Monday, June 5th, 2017

I find myself today running in a few minutes to a hospital close to an hour away for a man in the church who is having a knee replacement so I have precious little time to write a blog. So I thought I would give you some of the quotes/thoughts from the New Morning Mercies devotional I reviewed last week here.

From June 1: “God’s care comes in many forms. He cares enough to break your bones in order to capture your heart.” Tripp closes his thoughts with this: “You care enough to give me what I need, not what I want. You care enough to break my bones in order to recapture my heart.”

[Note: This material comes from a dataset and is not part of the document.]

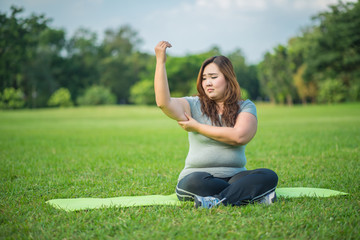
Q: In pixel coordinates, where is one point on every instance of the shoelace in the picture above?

Of course, that hit home for me. Once in November (which didn’t take) and then again in February, I had bicycle accidents. The latter broke a collarbone and 3 ribs among other injuries. I don’t believe God literally reached down with His finger and had that car hit me, nor do I believe He put His finger on me and then flipped it sending me to the pavement in an endo. But He can use events in our lives to get our attention. In this case, He used it to recapture my heart.

From June 3: “It would be amazing if a God of awesome glory recognized our existence, but for Him to welcome us into His family is grace beyond amazing!” I’d say John Newton used the right word. Don’t you think so too?

From June 5 (today): “God’s grace is active, rescuing, transformative grace. You celebrate this by being as serious about your need as the God of grace is.” It took me three times reading that until it finally began to soak in. God took sin-the Fall-seriously. So much so that He immediately meted out punishment and put in motion the wheels for our salvation. Sin is no laughing matter. Gal. 6 tells us, “God is not mocked. Whatever a man sows that shall he reap.” Two words: not pretty.

Chew on those today and then let me hear your thoughts if you can to respond.